Limitations & Future Work

  • Reliance on External LLM for Cleaning: The Phi-4 cleaning step introduces model bias and potential risks of hallucinations or rewriting. Whether the standardization process alters formula semantics in edge cases lacks large-scale manual verification.
  • URL Reuse Inherits Upstream Bias: Locating math pages by extracting URLs from OWM/FineMath/MegaMath means coverage is bounded by the filtering strategies of these upstream datasets, potentially missing mathematical web pages they overloooked.
  • Evaluation Centered on 8B Model Annealing: Gains have not been verified in larger-scale models or from-scratch pre-training settings.
  • Small Sample Size for Quality Assessment: The LLM-aided evaluation sampled only 100 documents out of 97,788 shared samples, which is limited in scale.
  • Future Work: Extending the pipeline to other scientific domains, exploring more lightweight cleaning models, and verifying scaling behavior on larger models.
  • Math Pre-training Corpora: OpenWebMath, FineMath, InfiMM-WebMath, MathPile, MegaMath, DeepSeekMath, and Minerva are direct competitors.

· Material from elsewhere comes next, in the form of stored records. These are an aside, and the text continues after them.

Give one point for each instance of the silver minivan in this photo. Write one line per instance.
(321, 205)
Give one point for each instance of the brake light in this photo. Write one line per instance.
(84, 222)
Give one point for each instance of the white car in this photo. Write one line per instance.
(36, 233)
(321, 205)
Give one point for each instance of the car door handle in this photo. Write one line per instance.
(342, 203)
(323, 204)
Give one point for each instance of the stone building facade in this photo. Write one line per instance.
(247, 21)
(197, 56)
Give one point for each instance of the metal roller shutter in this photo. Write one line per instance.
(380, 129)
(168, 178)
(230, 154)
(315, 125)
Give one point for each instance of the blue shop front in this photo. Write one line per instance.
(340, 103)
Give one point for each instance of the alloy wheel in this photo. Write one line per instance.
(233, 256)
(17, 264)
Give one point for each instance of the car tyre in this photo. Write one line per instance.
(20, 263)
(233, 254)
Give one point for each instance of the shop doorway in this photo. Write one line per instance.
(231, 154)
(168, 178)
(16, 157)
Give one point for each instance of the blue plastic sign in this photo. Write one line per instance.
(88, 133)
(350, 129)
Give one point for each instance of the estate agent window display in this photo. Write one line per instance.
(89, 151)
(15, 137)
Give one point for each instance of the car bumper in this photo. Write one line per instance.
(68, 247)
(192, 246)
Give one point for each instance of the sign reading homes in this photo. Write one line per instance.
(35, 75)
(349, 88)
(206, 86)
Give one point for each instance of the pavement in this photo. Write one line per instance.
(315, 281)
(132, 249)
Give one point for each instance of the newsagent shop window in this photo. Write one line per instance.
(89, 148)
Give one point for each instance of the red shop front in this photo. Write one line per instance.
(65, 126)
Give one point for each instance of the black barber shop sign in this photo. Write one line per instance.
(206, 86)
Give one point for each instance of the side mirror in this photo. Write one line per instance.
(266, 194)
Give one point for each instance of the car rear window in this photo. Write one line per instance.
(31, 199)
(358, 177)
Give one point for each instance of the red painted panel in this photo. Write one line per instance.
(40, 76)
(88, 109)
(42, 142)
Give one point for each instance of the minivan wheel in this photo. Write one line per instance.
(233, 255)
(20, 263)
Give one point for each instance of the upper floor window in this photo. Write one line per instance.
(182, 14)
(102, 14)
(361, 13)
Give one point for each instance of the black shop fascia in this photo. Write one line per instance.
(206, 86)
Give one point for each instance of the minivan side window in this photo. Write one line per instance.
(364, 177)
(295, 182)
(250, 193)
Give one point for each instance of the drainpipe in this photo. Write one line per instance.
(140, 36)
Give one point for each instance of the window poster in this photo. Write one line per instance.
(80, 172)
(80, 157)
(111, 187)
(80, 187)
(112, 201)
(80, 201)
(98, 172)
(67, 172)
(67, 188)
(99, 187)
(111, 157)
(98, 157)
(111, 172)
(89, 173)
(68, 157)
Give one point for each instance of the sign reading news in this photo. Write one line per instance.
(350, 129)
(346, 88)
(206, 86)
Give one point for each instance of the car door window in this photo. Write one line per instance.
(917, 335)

This work surpasses open-source counterparts in both scale and fidelity.
  • Text Extraction Tools: jusText, Trafilatura, and Resiliparse are identified as general tools that "damage math/code," highlighting the necessity of domain-specific extraction.
  • Deduplication/Decontamination: Follows MinHash LSH (NeMo-Curator) and embedding-based decontamination workflows.
  • Insight: The approach of "changing to a layout-executing renderer (lynx) + letting LLM handle standardization" is valuable for any data engineering task requiring structured technical content (formulas, code, tables) from messy HTML. It also confirms that "high-quality math data not only improves math but also boosts code and general reasoning."

Rating

  • Novelty: ⭐⭐⭐⭐ — The combination of lynx rendering + LLM standardization is a first in math corpus extraction, representing substantial methodological innovation, though individual techniques are clever assemblies of existing tools.
  • Experimental Thoroughness: ⭐⭐⭐⭐ — 100B/300B annealing variants, multi-baseline comparisons, cleaning model ablations, and LLM-aided quality assessments are comprehensive, lacking only verification on larger models and from-scratch training.
  • Writing Quality: ⭐⭐⭐⭐ — Motivation is clear, pain points are well-analyzed (Figure 2's formatting diversity is highly persuasive), and the pipeline explanation is systematic.
  • Value: ⭐⭐⭐⭐⭐ — The release of the highest-quality open-source math corpus to date (133B tokens, 5.5\(\times\) FineMath-4+) along with the complete pipeline is a high-value asset for open-source math/reasoning model pre-training.